Chapter 2 CCS Database
Unified CCS database aims to be a unified platform to host both literature-reported CCS values and in-silico predicted CCS values for ion mobility - mass spectrometry (IM-MS). It is open-access and downloadable. It contains 3,539 unified CCS values which are summarized from 5,119 experimental CCS records. These experimental CCS values are acquired with variable platform including DTIMS, TWIMS and TIMS etc., and have definitive confidence level. In addition, ~10,000,000 predicted CCS values are provided for ~1,700,000 small molecules from multiple public database to support widespread applications, including metabolomics, lipidomics, drug screening, pesticide screening etc (Table 2.1). For each compound, its compound card contains meta information, complete records and links to other database. Finally, users can search interested compounds’ CCS values with the function of “Browser” and/or “Advance search” in this part.
|1||KEGG||16085||Metabolites & lipids||2018-08-02||Kanehisa and Goto (2000)|
|2||HMDB||113989||Metabolites & lipids||2018-06-09||D. S. Wishart, Feunang, et al. (2017b)|
|3||LMSD||40532||Metabolites & lipids||2019-07-11||Fahy et al. (2008)|
|4||MINE||592175||Metabolites & lipids||2018-02-07||Jeffryes et al. (2015)|
|5||DrugBank||9546||Drugs & xenobiolics||2019-04-12||D. S. Wishart, Feunang, et al. (2017a)|
|6||DSSTox||856919||Drugs & xenobiolics||2019-05-06||M.Grulke et al. (2019)|
|7||UNPD||213188||Natural products||2019-06-13||Gu et al. (2013)|
|8||ZhuLab||1417||Metabolites & lipids||2018-09-02||Zhou et al. (2020)|
2.1 Compound Browser
Compound Browser Function provides a simple and straightforward way to browser the database.

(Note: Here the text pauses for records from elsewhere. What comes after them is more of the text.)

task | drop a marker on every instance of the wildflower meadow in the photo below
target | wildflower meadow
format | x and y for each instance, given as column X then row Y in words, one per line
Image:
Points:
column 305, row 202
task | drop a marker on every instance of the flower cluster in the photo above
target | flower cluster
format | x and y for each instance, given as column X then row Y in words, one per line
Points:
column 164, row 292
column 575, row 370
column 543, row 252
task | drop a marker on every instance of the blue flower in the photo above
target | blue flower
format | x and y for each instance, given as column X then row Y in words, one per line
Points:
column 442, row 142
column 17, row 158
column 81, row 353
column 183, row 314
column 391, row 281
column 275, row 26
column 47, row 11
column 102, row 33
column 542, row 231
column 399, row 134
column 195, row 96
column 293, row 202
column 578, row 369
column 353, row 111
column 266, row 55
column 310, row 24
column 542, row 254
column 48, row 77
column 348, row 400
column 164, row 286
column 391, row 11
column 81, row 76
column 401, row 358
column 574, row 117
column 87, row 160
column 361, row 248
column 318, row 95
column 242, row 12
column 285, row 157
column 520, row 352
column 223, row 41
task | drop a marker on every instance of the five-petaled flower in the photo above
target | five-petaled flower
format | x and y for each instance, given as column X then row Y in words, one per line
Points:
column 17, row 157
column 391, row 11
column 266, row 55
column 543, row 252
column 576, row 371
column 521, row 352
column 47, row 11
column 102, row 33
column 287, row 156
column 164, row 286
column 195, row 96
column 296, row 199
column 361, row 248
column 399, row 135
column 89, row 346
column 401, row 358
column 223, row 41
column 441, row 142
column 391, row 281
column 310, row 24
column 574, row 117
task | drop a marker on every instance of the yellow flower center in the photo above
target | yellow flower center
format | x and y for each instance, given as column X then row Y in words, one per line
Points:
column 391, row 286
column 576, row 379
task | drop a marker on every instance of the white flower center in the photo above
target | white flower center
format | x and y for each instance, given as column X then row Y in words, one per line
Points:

There are several browser conditions set in “Browser” part (Figure 2.1).
- Type: It provides the choice of CCS values generated from experiments or prediction.
- Database: this option includes variable databases that cover all compounds in our unified database (Table 2.1). And users can choose specific database(s) for further execution.
- Level: it includes confidence level (See Section 2.2) of compounds in the unified database. It helps to choose compounds in the clearly defined level.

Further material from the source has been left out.